Section 1031 Requirements

Some of the most important requirements for an IRS approved 1031 exchange are the following:

The exchange process must be facilitated by a Qualified Intermediary:

The Qualified Intermediary (QI) is the professional executor of the mechanics of an exchange. They hold the proceeds from the relinquished property until they are reinvested in the exchange property. An "exchange agreement" must exist in writing between the QI and the investor in order to prevent the investor from having "constructive receipt" of the funds during the exchange period. Also, the QI is required to complete a valid 1031 exchange ensuring that all roles are followed and equity is preserved during the process. The use of a qualified intermediary as an independent party to facilitate a tax-deferred exchange is a safe harbor established by Treasury Regulations. It is very important that the investor select a qualified intermediary before they close on the relinquished property. Cornerstone can work with any authorized QI the client choses or we can suggest a nationally reputed, bonded QI to the client.

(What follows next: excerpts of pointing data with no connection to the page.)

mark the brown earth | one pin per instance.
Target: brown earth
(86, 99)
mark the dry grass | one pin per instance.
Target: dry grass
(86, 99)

The properties must be “like-kind”:

This requirement is liberally construed and virtually all real estate properties, whether raw land or those with substantial improvements, qualify as like-kind. However, REITs, real estate funds, or other securities do not qualify for 1031 exchange. Types of like-kind properties may include:

  • Raw Land
  • Multi-Family Rentals
  • Single-Family Rentals
  • Retail Shopping Centers
  • Office Buildings
  • Industrial Facilities
  • Storage facilities

The strict identification and timeline rules for a 1031 exchange must be followed to the letter:

  • The investor must identify in writing the exchange properties within 45 days of the closure for the relinquished property in accordance with one of the following rules:
    • Three-Property Rule: Identification of up to three properties regardless of the total value of property identified
    • 200% Rule: Identification of any number of properties wherein the combined FMV (fair market value) does not exceed 200% of the relinquished properties' FMV
    • 95% Rule: Identification of any number of properties regardless of the aggregate FMV, as long as at least 95% of the property is ultimately acquired.
  • The investor must also close on the replacement property or properties within 180 days of the closure for the relinquished property.

The properties must be held either for productive use in a business or for the purpose of investment.

The replacement property must be of equal or greater value than the relinquished property.

The equity of the replacement property must be of equal or greater value than the equity of the relinquished property.

The debt held by the replacement property must be of equal or greater value than the debt held by the relinquished property unless the investor offsets lower debt on the replacement property by adding cash to the exchange.

All net profit from the relinquished property must be used in the purchase of the replacement property.